All of that said, these aren't the only countries building new nuclear power plants. There are a total of 58 plants under construction today. Although uranium prices are historically low right now, industry participants expect demand and pricing to pick up once all the new construction is done.
8. Reliable "clean" energy
When nuclear power makes headlines, it's usually because of a major disaster. A recent example is the Fukushima meltdown in Japan, an event that led to the entire shutdown of Japan's nuclear fleet. Japan has since realized that it needs to include nuclear power in its grid and has started the slow process of restarting its plants. But the bigger takeaway here is that nuclear power is a lot like air transportation: You hear about the airplane crashes, but not about the millions of flights that have gone off without a hitch.

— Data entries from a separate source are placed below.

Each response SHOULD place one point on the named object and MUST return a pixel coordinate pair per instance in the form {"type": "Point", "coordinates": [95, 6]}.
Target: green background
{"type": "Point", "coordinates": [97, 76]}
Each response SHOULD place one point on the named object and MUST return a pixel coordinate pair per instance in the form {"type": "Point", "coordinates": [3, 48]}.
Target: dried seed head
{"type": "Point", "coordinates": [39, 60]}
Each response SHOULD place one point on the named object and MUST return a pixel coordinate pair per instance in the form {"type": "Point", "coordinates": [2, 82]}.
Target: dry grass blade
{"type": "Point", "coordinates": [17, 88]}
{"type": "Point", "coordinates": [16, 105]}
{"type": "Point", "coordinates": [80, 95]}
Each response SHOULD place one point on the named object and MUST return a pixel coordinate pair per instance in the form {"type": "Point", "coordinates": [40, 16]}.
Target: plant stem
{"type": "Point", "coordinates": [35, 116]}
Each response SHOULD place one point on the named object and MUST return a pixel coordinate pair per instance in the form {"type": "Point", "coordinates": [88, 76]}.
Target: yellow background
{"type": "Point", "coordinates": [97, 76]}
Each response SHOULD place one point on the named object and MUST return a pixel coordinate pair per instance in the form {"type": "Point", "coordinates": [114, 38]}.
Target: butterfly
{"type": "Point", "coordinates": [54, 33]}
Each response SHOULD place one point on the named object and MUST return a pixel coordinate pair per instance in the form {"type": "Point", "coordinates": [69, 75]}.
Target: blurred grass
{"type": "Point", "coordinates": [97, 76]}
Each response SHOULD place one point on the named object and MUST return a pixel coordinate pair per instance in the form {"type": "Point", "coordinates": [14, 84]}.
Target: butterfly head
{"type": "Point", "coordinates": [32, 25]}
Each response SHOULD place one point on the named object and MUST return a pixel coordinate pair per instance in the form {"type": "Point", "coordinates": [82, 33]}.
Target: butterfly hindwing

Nuclear energy, in fact, is really quite safe and reliable the vast majority of the time. In fact, it doesn't produce carbon, leading some to consider it a clean fuel source. Which is actually quite good for solar and wind. Why? According to the U.S. Energy Information Administration, nuclear power plants were hitting capacity factors of 92% in 2016. That means the U.S. nuclear fleet produced 92% of the energy that it was capable of producing last year. Capacity factors for wind and solar were 35% or less.
This isn't to suggest that nuclear is better than solar or wind. Only that nuclear provides a reliable complement to these highly variable power sources, which is why even some environmental groups have started to support, or at least not oppose, nuclear power.
More than bombs
Sure, uranium can be put to work in a destructive way. That includes bombs and armor-piercing munitions. But uranium is far more complex. It's actually quite hard to effectively mine and weaponize, for example, which is why Iran and North Korea have had such a difficult time making capable bombs out of the stuff. And then there are the more desirable uses of enriched uranium, for things like generating power, and depleted uranium, for protective armor and as a shield against radiation.
If you can see past the negative sentiment, you might find that the uranium sector deserves a second chance. For example, uranium miner Cameco sells a fuel that powers the world's nuclear generators. In China and India that's helping to lift people out of poverty in an environmentally friendly way. That makes uranium look pretty good in my book.